I recently tested the performance of the for loop and foreach loop in C #, and I noticed that to summarize the ints array in long, the foreach loop may appear faster. Here is the full test program , I used Visual Studio 2012, x86, release mode, optimization is on.
Here is the build code for both loops.

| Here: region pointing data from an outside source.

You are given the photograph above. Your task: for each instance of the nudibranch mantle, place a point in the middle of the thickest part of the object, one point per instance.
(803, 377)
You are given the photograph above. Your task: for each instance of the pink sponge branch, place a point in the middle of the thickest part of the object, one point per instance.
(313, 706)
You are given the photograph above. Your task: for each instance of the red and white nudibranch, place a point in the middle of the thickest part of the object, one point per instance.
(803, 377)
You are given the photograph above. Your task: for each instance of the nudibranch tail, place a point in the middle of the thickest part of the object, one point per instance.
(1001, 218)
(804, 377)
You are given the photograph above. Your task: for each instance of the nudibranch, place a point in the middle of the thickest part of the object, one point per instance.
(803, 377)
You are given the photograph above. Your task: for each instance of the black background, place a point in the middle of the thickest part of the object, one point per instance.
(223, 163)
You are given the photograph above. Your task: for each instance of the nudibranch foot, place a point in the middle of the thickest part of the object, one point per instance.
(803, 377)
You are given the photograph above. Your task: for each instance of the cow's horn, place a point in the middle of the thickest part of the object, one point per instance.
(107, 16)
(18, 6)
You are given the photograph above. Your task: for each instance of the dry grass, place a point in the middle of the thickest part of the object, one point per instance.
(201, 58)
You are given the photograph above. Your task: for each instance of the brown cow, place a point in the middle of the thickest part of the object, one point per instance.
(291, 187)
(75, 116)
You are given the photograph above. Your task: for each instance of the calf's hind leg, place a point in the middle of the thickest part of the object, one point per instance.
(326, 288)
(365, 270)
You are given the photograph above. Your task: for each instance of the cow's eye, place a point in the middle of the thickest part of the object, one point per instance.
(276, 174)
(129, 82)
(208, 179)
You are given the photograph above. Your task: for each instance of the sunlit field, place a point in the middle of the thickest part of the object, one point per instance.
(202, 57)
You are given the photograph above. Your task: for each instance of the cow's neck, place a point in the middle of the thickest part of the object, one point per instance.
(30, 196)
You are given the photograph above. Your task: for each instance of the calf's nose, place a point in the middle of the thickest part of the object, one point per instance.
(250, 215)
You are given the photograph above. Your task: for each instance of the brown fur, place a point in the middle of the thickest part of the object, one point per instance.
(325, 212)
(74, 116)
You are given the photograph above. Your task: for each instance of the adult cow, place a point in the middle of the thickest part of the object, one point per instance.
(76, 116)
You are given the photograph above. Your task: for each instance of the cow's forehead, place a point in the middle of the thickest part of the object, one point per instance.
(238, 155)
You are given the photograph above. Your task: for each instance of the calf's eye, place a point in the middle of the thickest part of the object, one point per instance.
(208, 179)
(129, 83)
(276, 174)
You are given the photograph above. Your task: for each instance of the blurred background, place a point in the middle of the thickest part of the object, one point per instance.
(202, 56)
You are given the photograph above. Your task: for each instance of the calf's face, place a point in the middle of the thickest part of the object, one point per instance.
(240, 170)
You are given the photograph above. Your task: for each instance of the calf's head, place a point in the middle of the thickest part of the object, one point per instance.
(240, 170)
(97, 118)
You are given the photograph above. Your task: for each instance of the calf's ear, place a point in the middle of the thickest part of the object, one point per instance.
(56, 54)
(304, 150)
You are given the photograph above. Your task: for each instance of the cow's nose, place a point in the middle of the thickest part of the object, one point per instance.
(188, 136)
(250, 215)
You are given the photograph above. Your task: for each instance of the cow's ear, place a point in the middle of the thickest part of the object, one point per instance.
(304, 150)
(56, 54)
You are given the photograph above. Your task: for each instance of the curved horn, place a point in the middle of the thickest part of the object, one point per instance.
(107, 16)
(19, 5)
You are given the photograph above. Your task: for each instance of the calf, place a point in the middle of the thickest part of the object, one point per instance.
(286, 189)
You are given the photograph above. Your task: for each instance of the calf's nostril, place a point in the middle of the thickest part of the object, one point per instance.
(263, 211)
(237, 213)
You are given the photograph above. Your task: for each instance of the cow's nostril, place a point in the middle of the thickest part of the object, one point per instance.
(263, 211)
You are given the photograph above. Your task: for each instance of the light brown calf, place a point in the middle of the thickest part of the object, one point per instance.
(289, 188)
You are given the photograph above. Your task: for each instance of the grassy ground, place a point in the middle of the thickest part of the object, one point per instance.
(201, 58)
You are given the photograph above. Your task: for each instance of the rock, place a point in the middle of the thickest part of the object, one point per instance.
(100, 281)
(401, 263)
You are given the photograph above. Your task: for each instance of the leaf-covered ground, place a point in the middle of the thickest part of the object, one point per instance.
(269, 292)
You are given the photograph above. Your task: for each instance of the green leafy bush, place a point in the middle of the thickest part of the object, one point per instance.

Preview:
long sum = 0; 00000000 push ebp 00000001 mov ebp,esp 00000003 push edi 00000004 push esi 00000005 push ebx 00000006 xor ebx,ebx 00000008 xor edi,edi foreach (var i in collection) { 0000000a xor esi,esi 0000000c cmp dword ptr [ecx+4],0 00000010 jle 00000025 00000012 mov eax,dword ptr [ecx+esi*4+8] sum += i; 00000016 mov edx,eax 00000018 sar edx,1Fh 0000001b add ebx,eax 0000001d adc edi,edx 0000001f inc esi foreach (var i in collection) { 00000020 cmp dword ptr [ecx+4],esi 00000023 jg 00000012 } return sum; 00000025 mov eax,ebx 00000027 mov edx,edi 00000029 pop ebx 0000002a pop esi 0000002b pop edi 0000002c pop ebp 0000002d ret
And for:
long sum = 0; 00000000 push ebp 00000001 mov ebp,esp 00000003 push edi 00000004 push esi 00000005 push ebx 00000006 push eax 00000007 xor ebx,ebx 00000009 xor edi,edi for (int i = 0; i < collection.Length; ++i) { 0000000b xor esi,esi 0000000d mov eax,dword ptr [ecx+4] 00000010 mov dword ptr [ebp-10h],eax 00000013 test eax,eax 00000015 jle 0000002A sum += collection[i]; 00000017 mov eax,dword ptr [ecx+esi*4+8] 0000001b cdq 0000001c add eax,ebx 0000001e adc edx,edi 00000020 mov ebx,eax 00000022 mov edi,edx for (int i = 0; i < collection.Length; ++i) { 00000024 inc esi 00000025 cmp dword ptr [ebp-10h],esi 00000028 jg 00000017 } return sum; 0000002a mov eax,ebx 0000002c mov edx,edi 0000002e pop ecx 0000002f pop ebx 00000030 pop esi 00000031 pop edi 00000032 pop ebp 00000033 ret
As you can see, the main loop is 7 instructions for "foreach" and 9 instructions for "for". This results in an approximately 10% performance difference in my tests.
I do not read assembly code very well, but I do not understand why a for loop would not be as efficient as foreach. What's going on here?